As professional educators, we take the needs of every individual seriously, and as educational technology professionals in particular, we have an ethical imperative as well as a legal obligation to accommodate those needs whenever digital content is involved. School districts in North Carolina and Virginia have been served letters of notice by attorneys who represent individuals and organizations who feel that schools have been neglectful when it comes to web accessibility.
“Section 508” is shorthand for the amendments made to the 1973 Rehabilitation Act, and in short it says that when an institution – like a school – gets federal funding, it needs to ensure its online and digital content is accessible, meaning that it accommodates users with disabilities.
This sounds like a simple, common-sense requirement that is, in short, just the right thing to do. However, very few schools have taken their responsibilities under the 1998 amendment seriously, leading to legal challenges.
1. Appoint a web accessibility champion
Having studied education law and having quite a bit of experience with this, I believe that Section 508 must be a key consideration at each stage of any digital technology use: from development to procurement to maintenance to utilization, someone must be a “point person” to be sure 508 is considered.
Whenever we use a technology – let’s take a web page as the easiest and most common example – we must provide “comparable access” to users with disabilities. A common example is a blind person accessing the school website: The blind user must be afforded, through the way the site is built, a way to easily and effectively use their software to experience that page in a “comparable” way to a user with sight.
Various screen reading browsers are used by people in the atypical-sighted community. If a web page is built to proper 508-compliant standards, the HTML code itself tells the browser how to interpret various elements, including visual elements.

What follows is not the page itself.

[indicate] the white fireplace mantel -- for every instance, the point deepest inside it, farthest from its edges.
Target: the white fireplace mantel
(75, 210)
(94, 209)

If a web page is not compliant, the sight-impaired user may experience frustration and a lack of access, which is a form of discrimination against people with disabilities, and that’s not okay.
Videos and picture galleries hosted by school websites are two more common areas of difficulty for schools. It is not enough to upload photos to a gallery and make them available to your community. While this may please a huge number of parents, if that area of your site is not accessible by users with disabilities, you’re creating an area that disenfranchises some members of that community.

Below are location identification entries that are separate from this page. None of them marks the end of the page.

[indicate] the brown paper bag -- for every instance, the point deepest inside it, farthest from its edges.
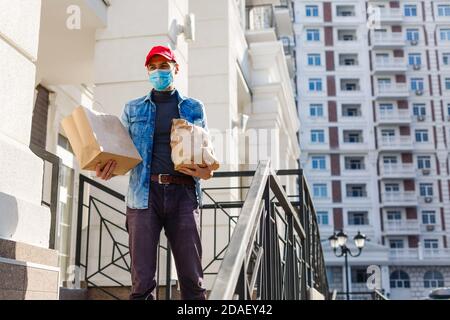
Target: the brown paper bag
(97, 137)
(191, 145)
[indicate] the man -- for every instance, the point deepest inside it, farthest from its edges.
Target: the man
(158, 196)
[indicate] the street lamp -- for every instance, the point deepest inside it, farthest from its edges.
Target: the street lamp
(339, 240)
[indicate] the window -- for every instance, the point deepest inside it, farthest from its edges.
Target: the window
(428, 217)
(316, 110)
(359, 275)
(410, 10)
(386, 108)
(315, 85)
(419, 109)
(446, 58)
(396, 244)
(318, 162)
(431, 244)
(399, 279)
(351, 110)
(350, 85)
(444, 10)
(445, 34)
(426, 189)
(389, 160)
(358, 218)
(322, 218)
(421, 135)
(412, 34)
(424, 162)
(312, 35)
(384, 83)
(414, 59)
(394, 215)
(317, 136)
(417, 84)
(354, 163)
(433, 279)
(314, 59)
(312, 11)
(356, 190)
(320, 190)
(388, 134)
(353, 136)
(392, 187)
(447, 83)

Of course, the rejoinder, “But none of my parents are blind” misses the point entirely. These laws aren’t designed for specific cases; they set the bar for what’s right for everyone.
The bottom line is that failure to do what we are required to do shuts out our friends, family, and neighbors with disabilities, and that isn’t right, it isn’t fair, and it isn’t legal.

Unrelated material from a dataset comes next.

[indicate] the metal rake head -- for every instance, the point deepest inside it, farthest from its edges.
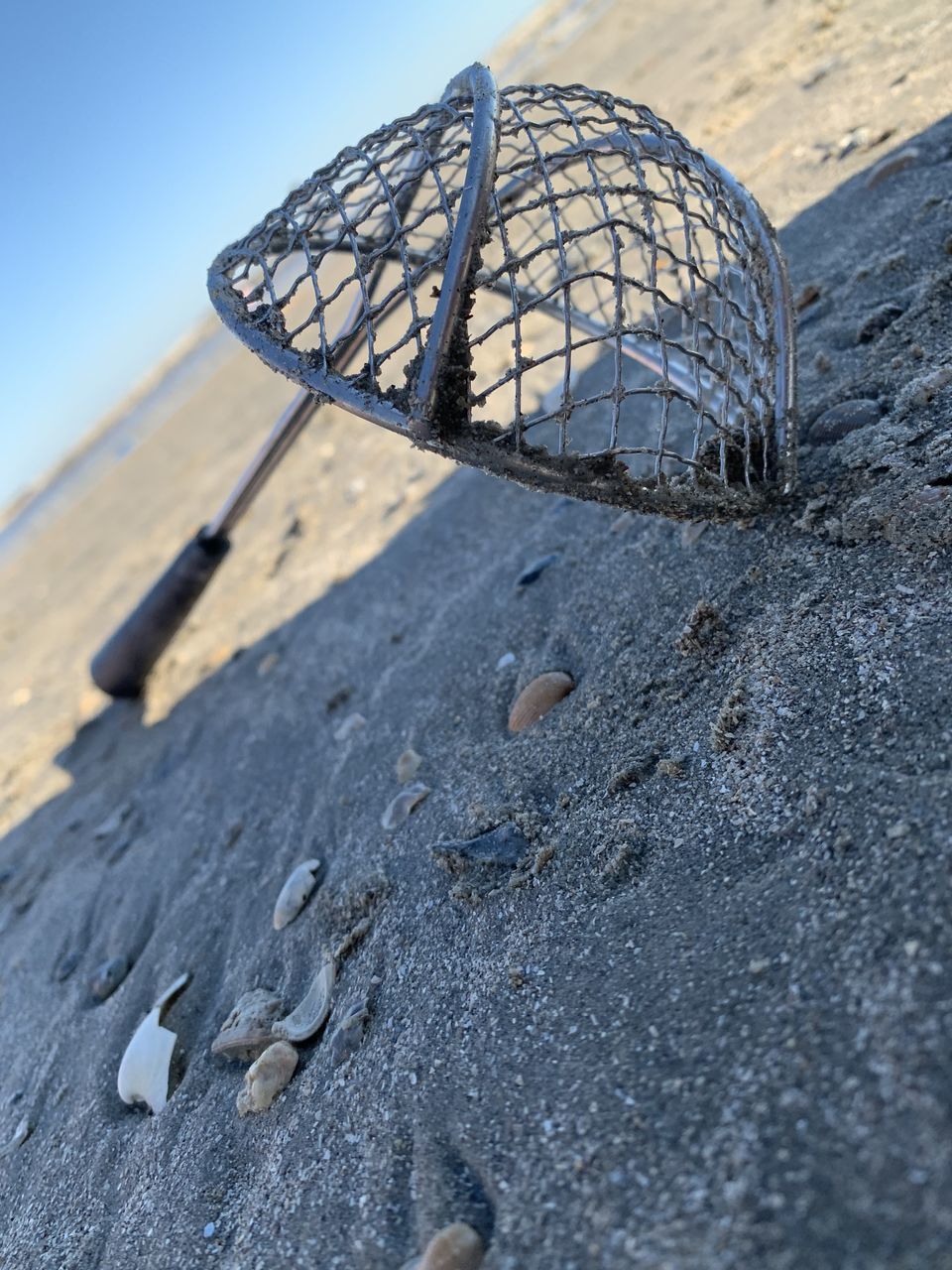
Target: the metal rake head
(549, 284)
(546, 282)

2. Provide a comparable website experience for disabled people
Anything textual, like web pages, must be keyboard-navigable. Flash-based platforms that require clicking with a mouse to scroll through a paragraph, for example, would not comply with Section 508. Consider users with atypical motor functions or missing limbs: To demand a person “click” may be an impossibility. However, if one provides keyboard navigation, adaptive software that is voice-controlled can use keystroke combinations on the user’s behalf, and navigate the page.
It may seem counterintuitive, but ANSI and ISO keyboard navigation (the two most common kinds of keyboards) serve as a kind of “API” for various screen reading and adaptive technologies, allowing various existing and emergent technologies to use a common framework of commands to mitigate the user’s desires and the results of the technology.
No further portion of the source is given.